Michel

Ecrit:

C’était hier

Ecrit: C’était hier


21 janvier 2026 par Michel

Miroir c

 

INTRODUCTION — Avant que tout ne bascule

Il fut un temps où la vie avançait lentement, presque maladroitement, comme un vieux cheval fatigué mais fidèle.
On ne parlait pas de progrès, on parlait de faire ce qu’on pouvait avec ce qu’on avait.
Les journées avaient une odeur de terre, de bois, de pluie, de pain chaud.
Les gestes étaient simples, les attentes modestes, les besoins clairs.

On ne cherchait pas à aller plus vite.
On cherchait juste à tenir debout.

Puis, sans qu’on s’en rende compte, quelque chose a changé.
Les machines sont entrées dans nos maisons comme des invités polis, puis elles ont pris la place du silence, de la patience, du temps.
On a cru gagner du confort.
On a perdu autre chose, plus discret, plus vital.
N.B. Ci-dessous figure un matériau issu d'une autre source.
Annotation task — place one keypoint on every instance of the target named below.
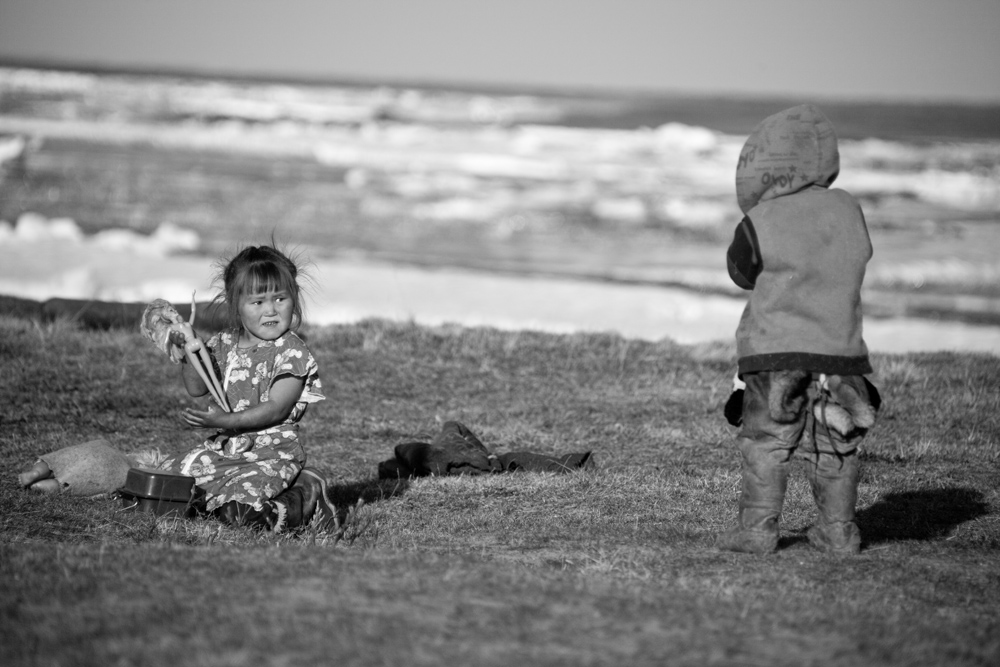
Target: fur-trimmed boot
(764, 481)
(834, 481)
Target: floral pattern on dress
(253, 467)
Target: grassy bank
(609, 566)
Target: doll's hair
(256, 269)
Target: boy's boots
(834, 483)
(764, 482)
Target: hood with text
(787, 152)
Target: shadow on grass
(345, 497)
(920, 515)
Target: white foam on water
(49, 259)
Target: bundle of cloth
(89, 469)
(457, 451)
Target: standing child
(252, 468)
(802, 249)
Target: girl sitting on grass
(252, 469)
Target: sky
(916, 50)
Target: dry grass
(610, 566)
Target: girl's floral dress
(252, 467)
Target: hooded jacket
(802, 249)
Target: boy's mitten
(734, 406)
(842, 407)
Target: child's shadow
(912, 515)
(919, 515)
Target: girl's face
(266, 315)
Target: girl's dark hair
(257, 269)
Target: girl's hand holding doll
(284, 393)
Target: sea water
(505, 160)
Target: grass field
(612, 566)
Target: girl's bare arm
(284, 393)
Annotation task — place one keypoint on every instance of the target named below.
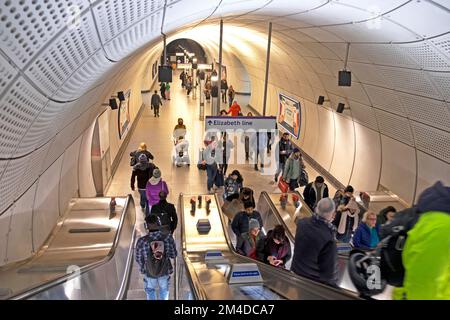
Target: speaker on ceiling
(340, 108)
(321, 100)
(345, 78)
(164, 74)
(113, 104)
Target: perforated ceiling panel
(432, 141)
(64, 57)
(385, 99)
(18, 108)
(395, 127)
(427, 111)
(413, 81)
(26, 26)
(425, 56)
(7, 73)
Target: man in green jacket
(293, 168)
(426, 255)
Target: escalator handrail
(288, 232)
(198, 292)
(275, 270)
(41, 288)
(275, 213)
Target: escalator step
(89, 230)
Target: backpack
(394, 235)
(157, 264)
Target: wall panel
(46, 208)
(398, 168)
(366, 169)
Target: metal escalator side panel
(95, 280)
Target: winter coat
(257, 141)
(224, 149)
(143, 172)
(426, 255)
(310, 194)
(246, 244)
(143, 249)
(240, 221)
(234, 110)
(137, 153)
(362, 237)
(293, 168)
(284, 149)
(156, 100)
(268, 247)
(154, 186)
(315, 251)
(167, 213)
(231, 187)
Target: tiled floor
(157, 133)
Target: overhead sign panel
(239, 123)
(289, 115)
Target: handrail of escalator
(276, 214)
(278, 217)
(70, 276)
(198, 291)
(276, 270)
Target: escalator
(211, 279)
(88, 256)
(273, 213)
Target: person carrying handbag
(294, 171)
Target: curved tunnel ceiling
(59, 60)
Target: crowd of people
(314, 254)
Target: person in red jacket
(235, 109)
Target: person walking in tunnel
(183, 79)
(293, 169)
(189, 85)
(315, 250)
(156, 103)
(231, 95)
(315, 191)
(143, 170)
(235, 109)
(283, 149)
(247, 241)
(240, 223)
(347, 215)
(142, 149)
(275, 249)
(162, 89)
(166, 213)
(153, 253)
(224, 149)
(154, 185)
(167, 92)
(209, 159)
(223, 89)
(258, 144)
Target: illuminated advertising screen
(124, 115)
(289, 115)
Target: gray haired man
(315, 251)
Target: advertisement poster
(289, 115)
(124, 115)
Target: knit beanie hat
(253, 224)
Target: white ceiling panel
(386, 31)
(413, 16)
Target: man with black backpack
(166, 214)
(153, 254)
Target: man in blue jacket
(315, 251)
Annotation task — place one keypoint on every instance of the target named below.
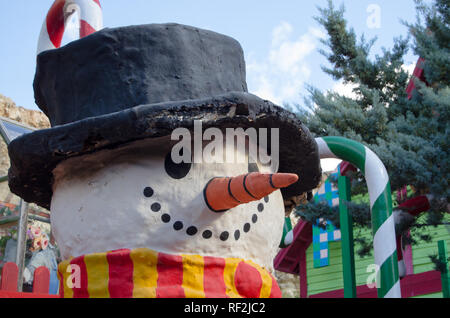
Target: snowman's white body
(99, 205)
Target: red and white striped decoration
(89, 13)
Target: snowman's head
(138, 196)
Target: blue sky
(280, 38)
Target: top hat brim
(34, 156)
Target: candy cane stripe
(378, 185)
(52, 31)
(384, 245)
(377, 174)
(324, 150)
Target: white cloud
(344, 89)
(409, 68)
(281, 75)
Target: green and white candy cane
(383, 227)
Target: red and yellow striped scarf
(144, 273)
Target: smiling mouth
(253, 184)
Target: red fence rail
(41, 283)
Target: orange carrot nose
(222, 194)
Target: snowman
(138, 211)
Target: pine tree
(410, 135)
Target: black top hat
(124, 84)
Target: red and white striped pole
(89, 13)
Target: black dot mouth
(192, 230)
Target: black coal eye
(176, 170)
(252, 166)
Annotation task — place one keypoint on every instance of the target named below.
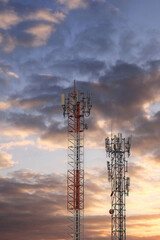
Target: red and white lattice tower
(76, 106)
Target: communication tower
(117, 148)
(76, 106)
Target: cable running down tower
(76, 106)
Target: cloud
(13, 74)
(46, 15)
(73, 4)
(41, 33)
(6, 160)
(9, 18)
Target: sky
(112, 49)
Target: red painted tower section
(76, 106)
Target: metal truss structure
(76, 106)
(117, 148)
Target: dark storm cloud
(32, 206)
(26, 122)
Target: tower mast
(76, 106)
(116, 149)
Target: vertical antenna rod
(76, 106)
(116, 149)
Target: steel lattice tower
(76, 106)
(117, 148)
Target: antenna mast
(76, 106)
(116, 149)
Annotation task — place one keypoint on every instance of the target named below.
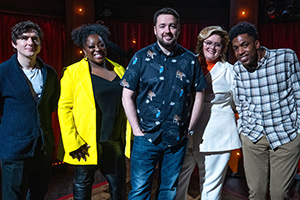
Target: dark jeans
(27, 178)
(111, 162)
(144, 158)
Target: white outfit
(214, 138)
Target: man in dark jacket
(28, 95)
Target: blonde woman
(215, 133)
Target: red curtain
(280, 35)
(53, 44)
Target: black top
(110, 114)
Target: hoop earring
(85, 57)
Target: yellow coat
(77, 113)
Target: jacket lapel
(86, 80)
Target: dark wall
(199, 11)
(55, 8)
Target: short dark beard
(250, 68)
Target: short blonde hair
(206, 33)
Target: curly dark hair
(166, 11)
(241, 28)
(24, 27)
(80, 34)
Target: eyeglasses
(210, 43)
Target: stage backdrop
(280, 35)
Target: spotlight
(272, 12)
(287, 12)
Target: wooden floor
(235, 187)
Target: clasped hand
(81, 152)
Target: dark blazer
(23, 119)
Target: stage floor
(235, 187)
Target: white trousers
(212, 170)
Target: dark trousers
(111, 162)
(145, 156)
(26, 179)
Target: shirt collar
(157, 49)
(265, 58)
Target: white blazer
(216, 129)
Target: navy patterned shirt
(269, 98)
(165, 85)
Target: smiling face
(212, 47)
(28, 45)
(95, 49)
(167, 31)
(245, 49)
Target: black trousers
(111, 162)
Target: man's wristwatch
(191, 132)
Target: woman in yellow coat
(91, 116)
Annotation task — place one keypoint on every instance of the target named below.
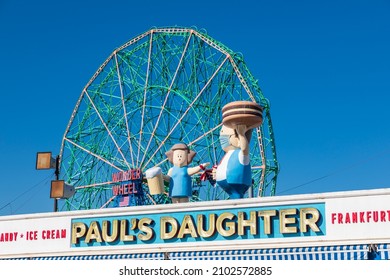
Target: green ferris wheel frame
(165, 86)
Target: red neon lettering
(340, 218)
(361, 217)
(333, 217)
(354, 217)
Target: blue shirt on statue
(180, 182)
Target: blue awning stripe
(355, 252)
(346, 252)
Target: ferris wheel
(163, 87)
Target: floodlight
(61, 190)
(45, 161)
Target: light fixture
(61, 190)
(58, 188)
(45, 161)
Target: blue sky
(324, 66)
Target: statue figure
(234, 174)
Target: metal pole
(57, 173)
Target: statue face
(228, 139)
(180, 158)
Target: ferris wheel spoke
(124, 109)
(145, 93)
(188, 109)
(93, 154)
(167, 95)
(107, 129)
Ce texte raconte ce glissement.
Ce passage d’un monde rugueux mais humain
à un monde lisse mais vide.
Ce n’est pas un regret.
C’est un constat.
Un miroir qu’on n’ose plus regarder.

 

C’était hier

C’était hier.
Ou peut‑être il y a une vie.
Un temps où l’on vivait avec le monde, pas à côté de lui.
Un temps où l’on n’avait pas grand‑chose, mais où ce “pas grand‑chose” suffisait à tenir debout.

On se levait avec la lumière, pas avec une alarme.
On savait si le pain était prêt en écoutant le bruit du four, pas en regardant une application.
On connaissait la météo en levant les yeux, pas en consultant un radar coloré.
On parlait aux voisins en frappant à la porte, pas en envoyant un message qui reste sans réponse.

On vivait lentement, parfois trop lentement, mais on vivait entier.

Les enfants jouaient dehors, dans la boue, dans les arbres, dans les fossés.
Aujourd’hui, ils jouent dans des rectangles lumineux qui leur mangent les yeux.
Hier, on apprenait la patience en attendant que l’eau chauffe.
Aujourd’hui, si la vidéo met trois secondes à charger, on soupire.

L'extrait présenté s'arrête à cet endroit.